Dalam hal ini, lanjut Dwikorita, BMKG kini sudah memiliki sensor seismograf di 533 lokasi. Lokasi-lokasi itu tersebar di sepanjang zona-zona megathrust. Yang juga dilengkapi sirine.
Dalam pelaksanaannya, pemanfaatan informasi dari sensor tersebut diteruskan BMKG untuk kemudian pemerintah daerah segera melakukan mitigasi.
“Diharapkan bisa langsung diketahui kekuatannya (gempa megathrust yang terjadi). Dan yang paling penting, berpotensi tsunami atau tidak. Karena tsunaminya itu bisa 10 meter, 20 meter. Dan bisa diketahui tsunami itu kapan datang. Ini namanya prediksi, peringatan dini,” ujarnya.

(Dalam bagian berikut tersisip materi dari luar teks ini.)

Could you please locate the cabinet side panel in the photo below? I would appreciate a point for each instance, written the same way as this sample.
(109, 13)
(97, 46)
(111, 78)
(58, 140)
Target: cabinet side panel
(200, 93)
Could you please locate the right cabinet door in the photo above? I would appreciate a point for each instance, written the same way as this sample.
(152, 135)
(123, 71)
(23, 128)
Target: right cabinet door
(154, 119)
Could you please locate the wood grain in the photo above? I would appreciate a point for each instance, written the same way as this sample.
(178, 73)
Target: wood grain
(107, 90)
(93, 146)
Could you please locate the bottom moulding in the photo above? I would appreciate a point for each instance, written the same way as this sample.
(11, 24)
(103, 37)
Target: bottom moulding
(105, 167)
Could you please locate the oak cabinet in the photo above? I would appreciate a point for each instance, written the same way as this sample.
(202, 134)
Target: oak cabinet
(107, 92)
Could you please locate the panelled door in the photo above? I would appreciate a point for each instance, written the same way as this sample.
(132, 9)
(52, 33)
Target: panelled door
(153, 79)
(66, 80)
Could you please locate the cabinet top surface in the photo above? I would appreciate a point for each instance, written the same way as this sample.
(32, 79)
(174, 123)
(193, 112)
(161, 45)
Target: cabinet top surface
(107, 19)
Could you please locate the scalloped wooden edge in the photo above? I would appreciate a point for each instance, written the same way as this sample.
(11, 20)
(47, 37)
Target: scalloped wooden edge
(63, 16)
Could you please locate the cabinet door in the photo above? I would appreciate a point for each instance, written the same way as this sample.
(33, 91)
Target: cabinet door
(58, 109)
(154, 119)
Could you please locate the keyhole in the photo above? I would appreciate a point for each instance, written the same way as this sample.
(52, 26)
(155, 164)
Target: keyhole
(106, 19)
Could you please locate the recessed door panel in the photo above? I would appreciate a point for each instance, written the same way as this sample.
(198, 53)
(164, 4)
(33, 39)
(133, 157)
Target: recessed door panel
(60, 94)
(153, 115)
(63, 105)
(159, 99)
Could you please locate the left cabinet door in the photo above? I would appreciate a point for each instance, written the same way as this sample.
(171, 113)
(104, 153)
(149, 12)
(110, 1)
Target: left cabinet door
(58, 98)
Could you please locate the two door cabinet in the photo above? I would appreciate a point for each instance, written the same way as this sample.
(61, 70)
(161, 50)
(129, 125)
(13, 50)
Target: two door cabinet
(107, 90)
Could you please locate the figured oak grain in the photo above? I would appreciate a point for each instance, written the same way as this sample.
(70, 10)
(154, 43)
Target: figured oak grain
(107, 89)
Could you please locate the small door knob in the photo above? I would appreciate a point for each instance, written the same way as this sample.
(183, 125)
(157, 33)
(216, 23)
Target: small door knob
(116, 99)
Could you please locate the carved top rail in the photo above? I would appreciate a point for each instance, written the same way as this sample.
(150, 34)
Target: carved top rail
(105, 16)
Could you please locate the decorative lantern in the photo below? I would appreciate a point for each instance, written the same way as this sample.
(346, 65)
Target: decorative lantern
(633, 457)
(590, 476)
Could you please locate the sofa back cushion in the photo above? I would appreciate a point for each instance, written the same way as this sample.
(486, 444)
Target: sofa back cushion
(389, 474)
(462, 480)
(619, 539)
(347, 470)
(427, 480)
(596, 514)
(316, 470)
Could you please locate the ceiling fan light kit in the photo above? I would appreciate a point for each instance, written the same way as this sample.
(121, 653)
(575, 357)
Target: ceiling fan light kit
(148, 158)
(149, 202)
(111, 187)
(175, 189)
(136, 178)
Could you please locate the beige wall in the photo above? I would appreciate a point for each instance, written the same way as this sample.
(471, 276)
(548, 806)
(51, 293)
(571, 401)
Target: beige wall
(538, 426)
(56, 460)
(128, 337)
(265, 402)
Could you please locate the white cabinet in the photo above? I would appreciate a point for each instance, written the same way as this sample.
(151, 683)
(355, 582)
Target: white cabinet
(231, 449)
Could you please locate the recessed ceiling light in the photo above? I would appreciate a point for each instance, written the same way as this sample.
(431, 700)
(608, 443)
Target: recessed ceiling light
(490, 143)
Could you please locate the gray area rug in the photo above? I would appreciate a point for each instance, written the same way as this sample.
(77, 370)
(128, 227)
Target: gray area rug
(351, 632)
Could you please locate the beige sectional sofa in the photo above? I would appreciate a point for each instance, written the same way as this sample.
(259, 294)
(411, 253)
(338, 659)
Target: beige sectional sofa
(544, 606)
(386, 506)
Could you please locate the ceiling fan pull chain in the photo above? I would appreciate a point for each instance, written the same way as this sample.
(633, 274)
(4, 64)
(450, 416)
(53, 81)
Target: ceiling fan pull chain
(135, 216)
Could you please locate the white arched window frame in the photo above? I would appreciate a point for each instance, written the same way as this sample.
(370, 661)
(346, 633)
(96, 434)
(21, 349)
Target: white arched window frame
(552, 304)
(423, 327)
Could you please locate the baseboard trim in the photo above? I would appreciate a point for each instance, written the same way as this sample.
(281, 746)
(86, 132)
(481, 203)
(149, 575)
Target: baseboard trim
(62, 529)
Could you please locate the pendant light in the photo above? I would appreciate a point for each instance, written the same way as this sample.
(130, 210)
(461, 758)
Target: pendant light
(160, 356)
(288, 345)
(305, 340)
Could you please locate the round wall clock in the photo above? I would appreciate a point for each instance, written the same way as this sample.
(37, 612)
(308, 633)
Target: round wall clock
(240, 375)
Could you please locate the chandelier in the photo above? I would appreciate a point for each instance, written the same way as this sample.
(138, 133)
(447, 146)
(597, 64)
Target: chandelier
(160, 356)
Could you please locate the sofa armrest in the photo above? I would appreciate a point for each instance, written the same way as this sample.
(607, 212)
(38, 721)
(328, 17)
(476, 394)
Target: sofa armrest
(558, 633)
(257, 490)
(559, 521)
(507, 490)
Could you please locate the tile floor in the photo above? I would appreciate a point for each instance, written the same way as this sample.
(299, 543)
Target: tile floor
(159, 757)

“Peringatan dini bukan di megathrustnya. Tapi apakah akan tsunami, lalu seberapa tinggi? Setengah meter atau 3 meter? Dan berapa menit setelah kejadian (prediksi tsunami setelah gempa). Dan informasi ini disampaikan ke masyarakat agar bisa langsung evakuasi ke zona aman. Harapannya tidak ada korban, atau zero victim,” kata Dwikorita.
Seperti diketahui, BMKG sebelumnya mengungkapkan, banyak ancaman bencana alam yang mengintai Indonesia. Mulai dari gempa bumi, tsunami, perubahan iklim, cuaca ekstrem, hingga letusan gunung berapi.
“Sejarah membuktikan, bencana alam menjadi ancaman nyata keselamatan masyarakat dunia. Kami, Indonesia, Australua, dan India berkolaborasi untuk melindungi 25 negara di sepanjang Samudera Hindia,” kata Dwikorita dalam keterangan di situs resmi, dikutip Jumat (9/8/2024).
“Perlu diketahui, Indonesia menjadi salah satu negara di dunia yang memiliki banyak ancaman bencana alam. Contohnya adalah gempa bumi, tsunami, perubahan iklim, cuaca ekstrem, dan letusan gunung berapi. Bencana multi hazard yang harus ditangani dengan serius jika tidak ingin banyak masyarakat yang terdampak,” kata Dwikorita.
Salah satu potensi sumber bencana yang juga mengintai RI adalah gempa besar yang dipicu oleh tumbukan lempeng di zona megathrust. BMKG mencatat, Indonesia dikelilingi 13 segmen megathrust.
1. megathrust Mentawai-Pagai dengan potensi gempa M8,9
2. megathrust Enggano dengan potensi gempa M8,4
3. megathrust Selat Sunda dengan potensi gempa M8,7
4. megathrust Jawa Barat-Jawa Tengah dengan potensi gempa M8,7
5. megathrust Jawa Timur dengan potensi gempa M8,7
6. megathrust Sumba dengan potensi gempa M8,5
7. megathrust Aceh-Andaman dengan potensi gempa M9,2
8. megathrust Nias-Simelue denga potensi gempa M8,7
9. megathrust Batu dengan potensi gempa M7,8
10. megathrust Mentawai-Siberut dengan potensi gempa M8,9
11. megathrust Sulawesi Utara dengan potensi gempa M8,5
12. megathrust Filipina dengan potensi gempa M8,2
13. megathrust Papua dengan potensi gempa M8,7.